Геннадий протянул ей букет.

— От бездетного человечества, — сказал он. — В знак глубокого уважения.

Молодая женщина мило удивилась, но цветы взяла и даже сказала, что девочку зовут Светлана, а мальчика — Гена, чем привела Геннадия в совсем хорошее расположение духа.

Потом он пошел в Третьяковку, но не дошел — раздумал. Сел на парапет возле Каменного моста, посидел немного, болтая ногами и насвистывая «Турецкий марш», и тут увидел Павла.

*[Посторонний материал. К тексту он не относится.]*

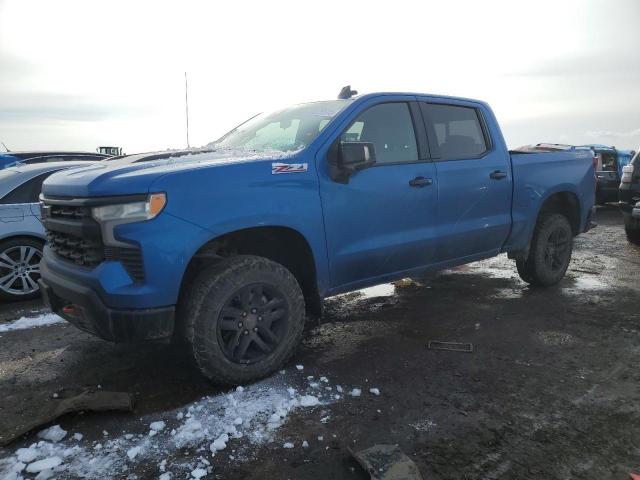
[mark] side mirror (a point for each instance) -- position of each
(349, 157)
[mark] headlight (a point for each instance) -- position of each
(131, 212)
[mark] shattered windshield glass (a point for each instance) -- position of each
(285, 130)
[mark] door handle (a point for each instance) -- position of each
(420, 182)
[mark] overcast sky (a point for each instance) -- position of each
(78, 74)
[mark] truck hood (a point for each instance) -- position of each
(134, 174)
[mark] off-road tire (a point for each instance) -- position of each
(535, 269)
(208, 293)
(633, 234)
(13, 243)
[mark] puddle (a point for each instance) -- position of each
(337, 341)
(508, 293)
(584, 284)
(497, 267)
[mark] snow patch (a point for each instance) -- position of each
(53, 434)
(241, 418)
(30, 322)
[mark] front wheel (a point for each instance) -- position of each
(20, 268)
(244, 318)
(550, 251)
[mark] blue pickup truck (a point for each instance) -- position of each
(231, 247)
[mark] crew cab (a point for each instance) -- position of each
(629, 194)
(232, 246)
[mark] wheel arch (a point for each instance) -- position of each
(27, 235)
(565, 203)
(280, 244)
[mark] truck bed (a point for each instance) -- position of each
(537, 176)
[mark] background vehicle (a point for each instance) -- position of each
(610, 162)
(232, 248)
(27, 158)
(21, 232)
(629, 194)
(111, 151)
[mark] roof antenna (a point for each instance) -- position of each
(347, 93)
(186, 105)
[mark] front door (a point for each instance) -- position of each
(382, 221)
(474, 182)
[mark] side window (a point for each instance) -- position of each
(454, 132)
(390, 128)
(28, 192)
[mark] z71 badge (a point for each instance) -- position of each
(278, 168)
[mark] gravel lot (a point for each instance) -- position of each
(550, 390)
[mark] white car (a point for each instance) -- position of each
(22, 235)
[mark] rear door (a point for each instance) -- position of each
(383, 220)
(474, 181)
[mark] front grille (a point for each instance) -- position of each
(81, 251)
(74, 235)
(70, 212)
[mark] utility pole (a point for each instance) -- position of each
(186, 104)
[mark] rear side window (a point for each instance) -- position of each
(28, 192)
(455, 132)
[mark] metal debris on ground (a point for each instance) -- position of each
(49, 409)
(450, 346)
(387, 462)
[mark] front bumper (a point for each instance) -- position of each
(82, 307)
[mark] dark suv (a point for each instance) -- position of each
(630, 199)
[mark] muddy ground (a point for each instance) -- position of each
(551, 389)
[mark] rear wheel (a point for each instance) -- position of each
(244, 318)
(550, 252)
(20, 268)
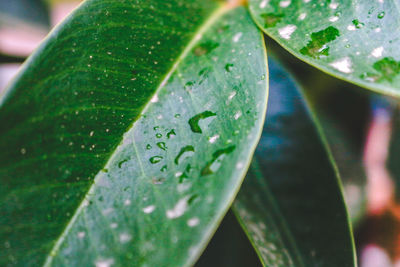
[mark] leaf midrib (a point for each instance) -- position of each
(214, 16)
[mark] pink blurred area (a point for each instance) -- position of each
(21, 39)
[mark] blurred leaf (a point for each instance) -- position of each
(229, 247)
(132, 127)
(353, 40)
(291, 204)
(27, 11)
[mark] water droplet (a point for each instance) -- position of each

— Сеньор! — окликнул его Геннадий. — Ты что, рекрута нанял вместо себя на лекции ходить? Ты с меня пример не бери.

— Генка! — сказал Павел, подойдя ближе. — Балда ты. Ходишь тут, ворон караулишь, а у меня… Отец приехал, одним словом.

— Ох, Паша… Прямо из головы вон! Мне же Званцев говорил. Поздравляю! Я вечерком забегу, хорошо?

— Вечером — это само собой. А сейчас идем, у нас тут в «Балчуге» небольшой банкет, пока без отца, правда. Отец отдыхает. Я тебе звонил, сказали — ты на занятиях… Знаешь, Плахов тоже вернулся! А Гарбузов, твой дружок закадычный, подал в отставку.

— Как-как? — переспросил Геннадий.

— Ну, это отец так старомодно выражается. Короче, решил, что, надо сматываться, не те времена пошли… — Он взял Геннадия за руку. — Помнишь? Мы стояли с тобой на Ленинских горах, у обрыва… Ты сказал: «Будем ходить по земле честно». Помнишь ты это?

— Это ты сказал.

— Может быть. Неважно. Важно другое, Гена. Надо и дальше стараться быть честными. Как отец. Как Плахов. Да мало ли… А подлецы, сам видишь, бегут.